We live in a “post-sanctions environment,” Mr. Seif said. This ignores the fact that sanctions remain in place over Iran’s efforts to sponsor terrorism; its ballistic missile program; and its human rights abuses, which include executing minors and persecuting religious minorities.
Mr. Seif appeared to dismiss concerns about those activities as old hat. “If, according to our partners, it is our conduct which prevents international banks from engaging in business with us, they were fully aware of our conduct before signing. … We have not changed.”

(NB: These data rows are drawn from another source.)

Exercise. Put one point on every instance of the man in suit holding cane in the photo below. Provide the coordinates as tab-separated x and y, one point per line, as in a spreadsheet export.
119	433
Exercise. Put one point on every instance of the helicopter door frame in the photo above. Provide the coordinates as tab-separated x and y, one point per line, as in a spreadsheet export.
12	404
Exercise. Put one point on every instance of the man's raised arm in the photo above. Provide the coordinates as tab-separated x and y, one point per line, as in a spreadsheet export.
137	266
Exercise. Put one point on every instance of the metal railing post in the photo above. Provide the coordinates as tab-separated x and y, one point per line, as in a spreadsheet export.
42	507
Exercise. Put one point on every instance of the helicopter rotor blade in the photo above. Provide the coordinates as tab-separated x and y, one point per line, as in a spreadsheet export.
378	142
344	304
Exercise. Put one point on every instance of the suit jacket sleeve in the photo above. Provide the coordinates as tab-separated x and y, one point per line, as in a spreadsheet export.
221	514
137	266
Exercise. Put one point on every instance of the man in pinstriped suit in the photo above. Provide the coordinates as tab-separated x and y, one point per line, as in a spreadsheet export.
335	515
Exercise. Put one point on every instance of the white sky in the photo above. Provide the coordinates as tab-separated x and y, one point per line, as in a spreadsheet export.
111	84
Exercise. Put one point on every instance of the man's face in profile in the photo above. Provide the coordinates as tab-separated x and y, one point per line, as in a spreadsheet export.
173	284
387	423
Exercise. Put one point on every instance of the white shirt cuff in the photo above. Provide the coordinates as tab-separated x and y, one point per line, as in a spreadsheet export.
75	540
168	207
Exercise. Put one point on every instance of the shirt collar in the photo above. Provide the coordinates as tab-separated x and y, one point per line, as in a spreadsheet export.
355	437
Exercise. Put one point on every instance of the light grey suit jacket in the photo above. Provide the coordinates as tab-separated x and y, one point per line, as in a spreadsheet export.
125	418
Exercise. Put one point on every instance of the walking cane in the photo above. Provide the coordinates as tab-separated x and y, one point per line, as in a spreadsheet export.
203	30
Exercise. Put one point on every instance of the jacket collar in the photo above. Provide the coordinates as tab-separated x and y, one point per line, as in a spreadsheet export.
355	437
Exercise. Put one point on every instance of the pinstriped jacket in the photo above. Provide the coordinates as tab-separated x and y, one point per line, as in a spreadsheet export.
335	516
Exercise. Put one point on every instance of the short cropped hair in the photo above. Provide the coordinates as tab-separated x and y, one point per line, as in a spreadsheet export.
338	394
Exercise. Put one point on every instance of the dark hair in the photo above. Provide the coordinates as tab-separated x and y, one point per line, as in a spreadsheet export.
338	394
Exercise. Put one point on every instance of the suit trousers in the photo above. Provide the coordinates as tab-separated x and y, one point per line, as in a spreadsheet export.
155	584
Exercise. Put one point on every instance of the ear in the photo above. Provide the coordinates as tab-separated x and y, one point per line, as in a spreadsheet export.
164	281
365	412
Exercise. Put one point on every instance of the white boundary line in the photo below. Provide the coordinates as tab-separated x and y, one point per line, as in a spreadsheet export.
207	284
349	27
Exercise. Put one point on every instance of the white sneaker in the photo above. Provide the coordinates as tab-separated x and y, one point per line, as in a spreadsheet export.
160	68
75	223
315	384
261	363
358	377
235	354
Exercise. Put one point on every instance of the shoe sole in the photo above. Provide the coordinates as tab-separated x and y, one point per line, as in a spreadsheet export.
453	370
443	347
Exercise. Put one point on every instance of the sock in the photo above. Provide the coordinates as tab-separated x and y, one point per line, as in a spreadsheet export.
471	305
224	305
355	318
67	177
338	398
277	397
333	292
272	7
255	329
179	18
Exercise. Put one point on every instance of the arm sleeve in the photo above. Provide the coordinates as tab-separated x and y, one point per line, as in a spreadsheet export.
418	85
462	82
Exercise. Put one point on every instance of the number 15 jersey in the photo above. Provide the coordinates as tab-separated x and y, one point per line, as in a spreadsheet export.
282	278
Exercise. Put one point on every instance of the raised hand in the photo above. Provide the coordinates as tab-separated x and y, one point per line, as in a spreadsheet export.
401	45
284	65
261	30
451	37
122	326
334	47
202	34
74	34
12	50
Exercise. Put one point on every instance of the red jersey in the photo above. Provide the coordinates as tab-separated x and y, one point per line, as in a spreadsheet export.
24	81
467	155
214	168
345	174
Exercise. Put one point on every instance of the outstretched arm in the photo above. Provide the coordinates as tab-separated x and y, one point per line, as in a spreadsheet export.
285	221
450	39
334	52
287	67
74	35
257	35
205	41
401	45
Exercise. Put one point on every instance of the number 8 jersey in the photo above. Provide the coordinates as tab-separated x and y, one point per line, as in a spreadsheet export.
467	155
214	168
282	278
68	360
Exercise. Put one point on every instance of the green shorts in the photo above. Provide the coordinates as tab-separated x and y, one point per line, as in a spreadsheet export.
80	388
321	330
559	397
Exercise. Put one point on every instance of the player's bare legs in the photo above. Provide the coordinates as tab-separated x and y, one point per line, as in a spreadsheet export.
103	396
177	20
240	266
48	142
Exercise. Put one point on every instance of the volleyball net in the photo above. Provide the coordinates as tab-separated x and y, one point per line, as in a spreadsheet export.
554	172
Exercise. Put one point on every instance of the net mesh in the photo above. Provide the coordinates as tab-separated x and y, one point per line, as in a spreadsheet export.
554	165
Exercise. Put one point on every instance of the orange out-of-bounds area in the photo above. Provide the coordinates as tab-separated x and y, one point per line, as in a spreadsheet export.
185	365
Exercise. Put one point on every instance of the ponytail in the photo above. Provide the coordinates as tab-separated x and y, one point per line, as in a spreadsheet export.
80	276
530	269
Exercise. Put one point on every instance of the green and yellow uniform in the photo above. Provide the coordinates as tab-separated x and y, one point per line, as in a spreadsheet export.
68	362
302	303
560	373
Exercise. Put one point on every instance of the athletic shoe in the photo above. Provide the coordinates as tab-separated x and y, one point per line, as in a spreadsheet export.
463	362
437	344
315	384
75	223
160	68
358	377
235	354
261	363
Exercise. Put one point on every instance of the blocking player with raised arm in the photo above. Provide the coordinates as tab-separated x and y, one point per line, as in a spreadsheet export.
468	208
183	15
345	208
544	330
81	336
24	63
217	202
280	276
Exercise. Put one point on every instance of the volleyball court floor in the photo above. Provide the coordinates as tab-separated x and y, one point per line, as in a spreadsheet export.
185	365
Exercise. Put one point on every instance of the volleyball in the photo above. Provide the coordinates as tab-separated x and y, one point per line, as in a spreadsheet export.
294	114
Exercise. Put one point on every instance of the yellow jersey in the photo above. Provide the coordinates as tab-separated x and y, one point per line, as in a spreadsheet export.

That Iran has not changed is at the core of its problem, but that’s not how Mr. Seif seemed to see it. Asked about the risks of unwittingly doing business with the Islamic Revolutionary Guard Corps, which is still targeted by Treasury sanctions, Mr. Seif said potential investors could engage Iranian companies that run checks to determine who they would be doing business with. The use of Iranian companies to hide the IRGC’s involvement in business activities has been documented by the Treasury Department. And using in-country third parties to perform customer due diligence is seen as high-risk by international bodies that govern banking transactions.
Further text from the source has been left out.